This is when it starts to get ugly (and next week, we'll probably tell you this is when it gets really ugly).

The two principal matters that all agree must be resolved are the biennial budget and a plan to return the Unemployment Insurance Trust Fund to solvency.

Complicating things—and poisoning the waters—is the so-called "bailout" for the Marion County Capital Improvement Board.

Senate Republicans passed their version of the two-year budget April 14, and it may meet with more approval from House Democrats than from Republican Gov. Mitch Daniels. The budget would provide real increases in funding for K-12 education and allow some higher education capital projects to proceed, but only with the inclusion of federal stimulus funds.

Daniels does not like the substitution of federal dollars for state ones here, concerned about plunging off the fiscal cliff in 2011 with a $330 million-plus structural deficit when federal largesse runs out. Senate Republicans point to the $1.3 billion in state reserves as a safety net, but the governor remains skeptical.

House Democrats still advocate a one-year budget because of the economic uncertainty, but that insistence will not last. Because of the strong education funding component in the Senate GOP plan, Democrats likely will acquiesce while continuing to push for more state stimulus spending along the lines of the House-passed bipartisan road-building bill.

At the margins, Democrats would like to see less spending on corrections, and want the school funding formula tweaked from the Senate preference (directing dollars largely based on school district population) to allocate more cash to urban school districts. There will be a tussle over a tax credit the Senate seeks for those who enroll their dependents in private schools, and over restrictions on what schools can do with dollars in their capital projects funds.

Don't rule out Senate Republicans' advocating deeper cuts if revenue forecasts are cataclysmic.

Meanwhile, the Unemployment Insurance Trust Fund continues to be the $1.4 billion gorilla.

As more and more Hoosiers are forced to turn to unemployment insurance, the insolvency situation continues to be exacerbated. And with the uncertainty hanging over General Motors and Chrysler and their key suppliers, potential solutions become more expensive.

House Democrats appear intransigent about benefit reductions for displaced workers in any form, and rumblings are that this is a deal-breaker that could force a special session. While a solvency solution has been debated for more than 15 months, if a trust fund fix is not negotiated this session, it doesn't seem a solution can wait until next year.

Of course, there still isn't even a consensus on how high the tax increase should be; how industries or companies that are bigger contributors to layoffs may be penalized; whether certain industries or occupations should be ineligible for compensation for "regular" layoffs; how high a surcharge should be charged on premiums and for how long; and other issues related to the phase-in.

Threatening to disrupt the delicate balance (which hasn't even been attained yet) is the CIB assistance package.

Some lawmakers view it as an imperative, but the farther you travel from the Mile Square, the less interested you find lawmakers in solving CIB's cash crunch.

Not only is this an "Indianapolis problem," many lawmakers grumble, but when they have sought similar help for their areas, they were met with deaf ears from Indianapolis. That chorus is particularly loud from Lake County.

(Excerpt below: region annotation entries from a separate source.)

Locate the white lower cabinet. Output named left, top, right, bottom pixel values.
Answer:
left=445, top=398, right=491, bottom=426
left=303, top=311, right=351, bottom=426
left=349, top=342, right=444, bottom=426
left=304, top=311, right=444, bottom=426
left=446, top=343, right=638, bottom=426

The governor didn't help advance matters when he suggested the CIB dilemma required a local solution, giving those who don't want to see sales tax dollars diverted from state coffers through changes in taxincrement financing districts more ammunition to fire against the proposals.

The fact that the need for dollars emerged late in the session, and that Indianapolis' Republican mayor, Greg Ballard, was tardy in coming to the table with input didn't help. Now, as assorted parties offer ideas to solve the operating shortfalls, some are so quickly cobbled together that they don't even contemplate implications for areas outside Marion County.

What is beginning to emerge is the likelihood that the budget will become a home for assorted controversial matters. While the House and Senate might be comfortable with the fiscal end of it, the governor clearly isn't. And the measure is likely to become even more problematic for him if laden with a temporary or permanent unemployment insurance fix and a CIB rescue.

What may be necessary components for passage could be conditions precedent to a gubernatorial veto.

The last time a budget was so objectionable to a governor was 1993. A budget bill veto was overridden within hours, sticking Democratic Gov. Evan Bayh with a budget he didn't want-and authorizing casinos in the same bill.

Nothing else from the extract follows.